The issue with this, however, is that there is reason to doubt that “prediction” can amount to the same sort of mental activity between the deliberate, language-based sort, on the one hand, and the automated, information-processing sort, on the other hand. When I consciously or deliberately wonder why my friend seems blue, this is self-conscious, and so anything I think of will “spark off” in my consciousness objections or alternatives, or additional associations which vindicate or supplement what I’m coming up with. I can always challenge whatever is sparked off in my mind. In contrast, the prediction that goes down at the lower levels of cognition does not involve this possibility of sensitive monitoring, of challenging or elaborating upon itself (unless we want to posit a homunculus picture of the mind, where there is a little person who makes up our brain and has its own autonomy and mental will, independent from our own; and this kicks off an undesirable regress).
Maybe there’s something to that such predictions that use language are going on at lower levels, and there’s no need to posit a homunculus; the difference between the mental activity of “prediction” at those levels, and that of the higher level of our own volition, is a matter of our turning our attention to the happenings at those levels, like a spotlight illuminating that which was previously dark. But this picture leaves unexplained what this volitional attention consists in; if we rely upon Clark’s predictive processing model, it would need to be explained in terms of happenings at the lower levels once more. There seems to be no entry point in his model for our personal agency to come in, to be appreciated as significantly distinct from whatever automated information-processing that goes on in the brain.

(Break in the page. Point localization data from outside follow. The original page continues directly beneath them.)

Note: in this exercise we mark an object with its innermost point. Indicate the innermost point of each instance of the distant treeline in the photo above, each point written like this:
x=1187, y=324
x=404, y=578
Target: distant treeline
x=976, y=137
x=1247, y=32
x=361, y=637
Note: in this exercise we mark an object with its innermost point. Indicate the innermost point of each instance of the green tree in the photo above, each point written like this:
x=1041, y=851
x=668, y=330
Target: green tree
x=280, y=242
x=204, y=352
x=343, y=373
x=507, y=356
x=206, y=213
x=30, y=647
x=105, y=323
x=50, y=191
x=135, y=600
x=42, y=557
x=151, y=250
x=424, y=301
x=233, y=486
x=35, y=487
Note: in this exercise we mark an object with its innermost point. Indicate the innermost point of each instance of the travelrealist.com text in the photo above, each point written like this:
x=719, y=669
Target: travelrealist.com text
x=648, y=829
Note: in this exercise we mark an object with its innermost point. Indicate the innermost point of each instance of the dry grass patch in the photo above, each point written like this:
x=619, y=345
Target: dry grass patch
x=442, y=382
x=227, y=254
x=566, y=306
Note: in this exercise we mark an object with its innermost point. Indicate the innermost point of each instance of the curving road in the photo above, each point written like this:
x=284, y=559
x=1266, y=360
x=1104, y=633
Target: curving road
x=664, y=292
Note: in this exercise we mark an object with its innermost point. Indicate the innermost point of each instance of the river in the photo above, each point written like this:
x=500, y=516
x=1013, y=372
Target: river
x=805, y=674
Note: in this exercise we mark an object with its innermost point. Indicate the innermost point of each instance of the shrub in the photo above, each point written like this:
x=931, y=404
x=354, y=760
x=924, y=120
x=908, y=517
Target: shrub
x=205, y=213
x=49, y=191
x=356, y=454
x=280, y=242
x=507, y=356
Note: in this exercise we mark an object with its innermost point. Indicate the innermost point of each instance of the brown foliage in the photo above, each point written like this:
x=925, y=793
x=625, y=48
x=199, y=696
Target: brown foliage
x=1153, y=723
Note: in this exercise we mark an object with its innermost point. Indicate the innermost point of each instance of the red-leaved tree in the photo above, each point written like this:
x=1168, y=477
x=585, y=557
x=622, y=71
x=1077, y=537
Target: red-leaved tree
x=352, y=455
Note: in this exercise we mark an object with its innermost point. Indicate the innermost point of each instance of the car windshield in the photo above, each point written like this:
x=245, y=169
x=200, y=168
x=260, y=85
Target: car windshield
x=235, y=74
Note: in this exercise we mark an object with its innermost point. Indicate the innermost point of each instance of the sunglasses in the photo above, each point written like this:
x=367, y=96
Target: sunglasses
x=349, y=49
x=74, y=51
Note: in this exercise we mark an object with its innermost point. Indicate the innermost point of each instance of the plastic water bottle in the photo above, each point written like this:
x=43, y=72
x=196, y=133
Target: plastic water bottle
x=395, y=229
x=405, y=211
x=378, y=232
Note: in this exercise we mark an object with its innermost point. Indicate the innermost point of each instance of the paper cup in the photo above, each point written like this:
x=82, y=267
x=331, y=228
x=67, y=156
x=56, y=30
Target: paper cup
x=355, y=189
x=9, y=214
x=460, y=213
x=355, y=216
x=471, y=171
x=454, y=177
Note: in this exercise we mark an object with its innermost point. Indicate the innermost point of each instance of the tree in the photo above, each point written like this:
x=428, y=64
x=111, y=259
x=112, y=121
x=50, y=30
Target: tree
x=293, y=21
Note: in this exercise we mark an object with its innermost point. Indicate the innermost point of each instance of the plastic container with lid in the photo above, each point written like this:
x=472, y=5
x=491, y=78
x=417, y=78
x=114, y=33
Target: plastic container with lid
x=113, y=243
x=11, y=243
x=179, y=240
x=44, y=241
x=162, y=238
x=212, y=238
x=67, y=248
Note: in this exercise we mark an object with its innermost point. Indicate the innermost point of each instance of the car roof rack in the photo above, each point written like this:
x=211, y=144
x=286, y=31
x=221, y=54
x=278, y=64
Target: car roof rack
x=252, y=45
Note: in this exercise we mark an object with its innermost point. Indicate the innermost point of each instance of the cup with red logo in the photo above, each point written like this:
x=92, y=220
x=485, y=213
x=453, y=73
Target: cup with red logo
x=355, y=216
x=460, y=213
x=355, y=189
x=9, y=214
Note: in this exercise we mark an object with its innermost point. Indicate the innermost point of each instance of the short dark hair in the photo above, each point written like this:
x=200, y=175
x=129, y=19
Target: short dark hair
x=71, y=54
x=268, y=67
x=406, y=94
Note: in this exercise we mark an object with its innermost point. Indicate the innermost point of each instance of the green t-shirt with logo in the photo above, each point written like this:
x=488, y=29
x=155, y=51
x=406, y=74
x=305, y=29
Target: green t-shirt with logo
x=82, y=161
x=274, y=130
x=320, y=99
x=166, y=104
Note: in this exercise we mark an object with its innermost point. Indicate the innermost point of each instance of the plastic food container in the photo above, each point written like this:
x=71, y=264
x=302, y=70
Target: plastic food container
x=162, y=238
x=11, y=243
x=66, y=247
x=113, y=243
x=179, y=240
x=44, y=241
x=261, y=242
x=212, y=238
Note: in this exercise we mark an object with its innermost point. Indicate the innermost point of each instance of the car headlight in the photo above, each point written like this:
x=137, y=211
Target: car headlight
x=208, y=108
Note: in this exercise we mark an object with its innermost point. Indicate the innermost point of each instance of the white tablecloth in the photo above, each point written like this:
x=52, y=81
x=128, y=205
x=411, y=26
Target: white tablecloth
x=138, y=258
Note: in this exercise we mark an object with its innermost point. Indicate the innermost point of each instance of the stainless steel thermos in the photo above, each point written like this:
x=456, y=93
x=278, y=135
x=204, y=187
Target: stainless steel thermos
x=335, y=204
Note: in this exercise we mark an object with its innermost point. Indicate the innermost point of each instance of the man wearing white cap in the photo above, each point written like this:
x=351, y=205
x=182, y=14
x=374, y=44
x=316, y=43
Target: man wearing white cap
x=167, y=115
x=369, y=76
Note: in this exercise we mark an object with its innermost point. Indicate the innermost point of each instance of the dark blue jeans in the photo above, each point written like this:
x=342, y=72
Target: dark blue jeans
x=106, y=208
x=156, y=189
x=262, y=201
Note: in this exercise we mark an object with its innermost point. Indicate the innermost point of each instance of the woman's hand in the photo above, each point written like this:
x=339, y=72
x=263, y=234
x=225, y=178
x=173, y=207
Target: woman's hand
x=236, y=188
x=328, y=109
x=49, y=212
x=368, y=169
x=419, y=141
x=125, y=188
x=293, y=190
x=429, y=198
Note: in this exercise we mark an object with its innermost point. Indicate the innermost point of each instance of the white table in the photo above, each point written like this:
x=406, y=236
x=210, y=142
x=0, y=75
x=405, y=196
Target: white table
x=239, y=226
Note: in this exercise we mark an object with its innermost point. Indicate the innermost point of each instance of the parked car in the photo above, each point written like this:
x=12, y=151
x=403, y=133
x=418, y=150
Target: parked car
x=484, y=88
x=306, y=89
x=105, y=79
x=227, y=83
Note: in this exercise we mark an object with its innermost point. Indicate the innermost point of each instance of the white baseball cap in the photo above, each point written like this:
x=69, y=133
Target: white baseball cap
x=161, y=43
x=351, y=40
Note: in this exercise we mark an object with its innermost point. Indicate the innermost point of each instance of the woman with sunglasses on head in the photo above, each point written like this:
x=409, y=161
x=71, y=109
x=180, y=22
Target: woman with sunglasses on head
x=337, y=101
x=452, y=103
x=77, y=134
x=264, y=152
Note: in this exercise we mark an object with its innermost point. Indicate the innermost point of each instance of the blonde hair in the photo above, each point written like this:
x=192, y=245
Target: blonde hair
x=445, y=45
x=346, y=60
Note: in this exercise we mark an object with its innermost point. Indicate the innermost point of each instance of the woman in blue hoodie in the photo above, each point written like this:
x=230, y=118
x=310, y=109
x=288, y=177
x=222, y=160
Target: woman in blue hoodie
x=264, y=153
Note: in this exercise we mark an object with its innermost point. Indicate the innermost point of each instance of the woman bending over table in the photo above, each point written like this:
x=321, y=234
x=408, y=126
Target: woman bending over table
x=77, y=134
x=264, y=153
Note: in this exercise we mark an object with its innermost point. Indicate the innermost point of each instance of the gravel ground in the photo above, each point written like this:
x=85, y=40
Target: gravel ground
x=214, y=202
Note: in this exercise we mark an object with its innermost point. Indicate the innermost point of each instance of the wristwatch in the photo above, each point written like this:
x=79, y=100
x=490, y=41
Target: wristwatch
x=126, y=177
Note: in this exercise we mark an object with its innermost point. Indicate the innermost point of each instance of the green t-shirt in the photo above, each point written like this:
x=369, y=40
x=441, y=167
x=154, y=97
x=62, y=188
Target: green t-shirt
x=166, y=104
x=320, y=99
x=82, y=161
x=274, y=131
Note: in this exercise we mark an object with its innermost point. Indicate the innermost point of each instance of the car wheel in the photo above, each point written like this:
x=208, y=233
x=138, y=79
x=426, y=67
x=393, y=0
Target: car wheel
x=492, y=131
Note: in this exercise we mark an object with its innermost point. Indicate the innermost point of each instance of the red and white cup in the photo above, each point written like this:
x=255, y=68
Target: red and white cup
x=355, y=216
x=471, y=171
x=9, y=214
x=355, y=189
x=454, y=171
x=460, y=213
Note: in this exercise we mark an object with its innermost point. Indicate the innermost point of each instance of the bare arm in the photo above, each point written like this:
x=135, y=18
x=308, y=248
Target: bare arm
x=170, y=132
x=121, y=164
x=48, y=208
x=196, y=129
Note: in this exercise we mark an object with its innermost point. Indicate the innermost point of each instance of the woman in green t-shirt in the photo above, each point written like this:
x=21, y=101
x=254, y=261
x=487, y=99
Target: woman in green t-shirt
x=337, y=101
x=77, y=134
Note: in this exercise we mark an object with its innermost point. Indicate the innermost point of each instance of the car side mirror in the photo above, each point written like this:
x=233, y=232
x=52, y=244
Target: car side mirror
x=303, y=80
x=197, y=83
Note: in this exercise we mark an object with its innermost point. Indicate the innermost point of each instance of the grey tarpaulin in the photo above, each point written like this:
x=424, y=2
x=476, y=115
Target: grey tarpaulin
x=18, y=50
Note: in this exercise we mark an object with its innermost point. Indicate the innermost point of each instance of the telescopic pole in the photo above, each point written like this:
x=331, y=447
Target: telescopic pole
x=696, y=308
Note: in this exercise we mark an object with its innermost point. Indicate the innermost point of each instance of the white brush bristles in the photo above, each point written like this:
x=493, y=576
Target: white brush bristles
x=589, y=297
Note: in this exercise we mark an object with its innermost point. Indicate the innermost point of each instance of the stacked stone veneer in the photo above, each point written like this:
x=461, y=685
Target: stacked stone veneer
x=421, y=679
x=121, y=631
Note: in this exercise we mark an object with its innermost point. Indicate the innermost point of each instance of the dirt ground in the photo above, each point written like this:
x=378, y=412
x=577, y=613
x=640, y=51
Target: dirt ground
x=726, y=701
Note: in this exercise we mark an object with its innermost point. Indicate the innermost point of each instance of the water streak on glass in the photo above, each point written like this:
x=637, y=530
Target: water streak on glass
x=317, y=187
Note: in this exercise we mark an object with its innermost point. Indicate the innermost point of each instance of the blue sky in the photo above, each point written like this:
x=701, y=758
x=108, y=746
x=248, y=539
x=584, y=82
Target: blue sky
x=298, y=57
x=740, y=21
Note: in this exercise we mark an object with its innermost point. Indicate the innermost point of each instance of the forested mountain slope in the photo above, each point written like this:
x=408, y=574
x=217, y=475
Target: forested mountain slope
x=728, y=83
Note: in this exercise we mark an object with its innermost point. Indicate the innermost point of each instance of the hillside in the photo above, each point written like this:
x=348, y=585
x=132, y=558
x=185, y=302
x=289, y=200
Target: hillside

Clark appreciates our agency, which comes out in his work on language use. The fact that his predictive processing work doesn’t neatly accommodate his ideas about agency amounts to a tension which whose resolution I’d like to see.
One more complaint about collapsing distinct types of mental activity under the language of perception and under one processing model: I worry that information we consciously retrieve or create, at those higher levels, has different “affordances.” The affordances might be distinct on the basis of whether such information we consciously manipulate is episodically remembered, or creatively imagined, or created in a self-disciplined manner according to certain norms, either ethical or epistemological—not even yet to speak of the difference between these affordances, as a whole, and the affordances of information that is subpersonally manipulated.
For example, consider the differences in “affordances” of information we consciously deal with. If I’m remembering a past experience with my friend, I sense this as tied to reality, and it will shape my reasoning as if it were true. In contrast, if I fancifully imagining my friend (as smoking too much again as a possible explanation to his blue mood, when I have no evidence at all that he has done this), this imagining will not shape my reasoning in this way. In contrast, whatever information low levels of cognitive processing deal with have neither affordance; in order for them to have either, we must conscious attend to it (or “let it rise” to conscious awareness through some other means), and by that point, it is no longer the same kind of information (e.g., sensory data v an understood, intelligible state of affairs).
Anyways, Clark’s ideas are compelling and fun to engage with (as reflected in my rambling above perhaps). Read this book if you want to see these ideas introduced in a non-technical way and worked out under the context of a range of everyday experiences.